Improve HTTP::ChunkedContent implementation #5928

straight-shoota · 2018-04-07T10:06:19Z

Reading from HTTP::ChunkedContent now raises IO::Error if the IO ends before the entire size of a chunk is read.

RX14 · 2018-04-07T10:28:28Z

src/http/content.cr

@@ -72,6 +72,10 @@ module HTTP
      bytes_read = @io.read slice[0, to_read]
      @chunk_remaining -= bytes_read

+      if bytes_read < to_read


What? No you can't assume this! EOF is when bytes_read == 0. Read could always return exactly 1 byte per call and you have to handle that case.

You only want to act when bytes_read == 0 (eof) && @chunk_remaining > 0.

Yeah, that's what I had in peek already.

ysbaddaden · 2018-04-07T16:51:06Z

Well, to be honest there was nothing to fix: the input is invalid so it raised.

Raising an explicit exception is nicer, but if I'd stumble upon them, I wouldn't understand the messages... Maybe something more explicit, such as:

"invalid http chunked content: expected chunk data but got EOF"
"invalid http chunked content: expected chunk size but got EOF"

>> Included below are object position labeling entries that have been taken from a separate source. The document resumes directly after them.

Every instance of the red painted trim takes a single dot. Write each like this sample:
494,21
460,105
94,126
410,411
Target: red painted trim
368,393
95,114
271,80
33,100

straight-shoota · 2018-04-07T21:28:46Z

@ysbaddaden you're right, I would've trouble to grasp the meaning as well... and I wrote it this morning 🙈

RX14 · 2018-04-07T21:54:07Z

@ysbaddaden before, you'd get a nil error if the EOF appeared when parsing the chunk size, but not if you got an EOF in the middle of a chunk (the EOF would just get passed through). This PR changes both to an error, so it is adding new errrors.

ysbaddaden

I just remembered we have IO::EOFError and #read_line. I think they'd be enough, and even spare the need for a message. What do you think?

ysbaddaden · 2018-04-07T23:01:04Z

src/http/content.cr

@@ -134,7 +143,7 @@ module HTTP

    private def read_chunk_start
      read_chunk_end
-      @chunk_remaining = @io.gets.not_nil!.to_i(16)
+      read_chunk_remaining


I just remembered that we have read_line that raises an IO::EOFError. Wouldn't it be enough to deal with this?

ysbaddaden · 2018-04-07T23:08:55Z

src/http/content.cr


+      if bytes_read == 0
+        raise IO::Error.new("Invalid HTTP chunked content: expected data but got EOF (missing #{@chunk_remaining} more bytes)")


We should raise an IO::EOFError (I forgot we had it). I'm not sure it needs a message: exception class says it's an unexpected EOF, backtrace says where it came from, and I don't think the expected remaining byte count is important.

I.e. best effort to report an invalid protocol/broken communication and allow to deal with it (log, and/or silently close) better than a blunt nil error.

straight-shoota · 2018-04-08T13:44:10Z

I noticed a few other issues where the implementation was incomplete and added some improvements to comply with RFC 7230.

raises IO::EOFError if a chunk cannot be completely read (I added a specific error message, I figure it doesn't hurt to be specific).
the constructor won't start reading the parent IO and thus no longer raises. Chunks will only be consumed when a read method is called.
chunk extensions (parameters after chunk size, separated by ;) are recognized but ignored.
trailing headers after the final chunk delimiter \0\r\n are parsed and can be accessed as #headers.

bew · 2018-04-08T15:56:36Z

src/http/content.cr

+    end
+
+    private def read_delimited_line
+      line = @io.read_line(16_384, chomp: false)


Where does this number 16_384 come from?

It' 2**14 = 16kiB and a fairly common default value for maximum line length in HTTP header implementations and copied from http/common.cr.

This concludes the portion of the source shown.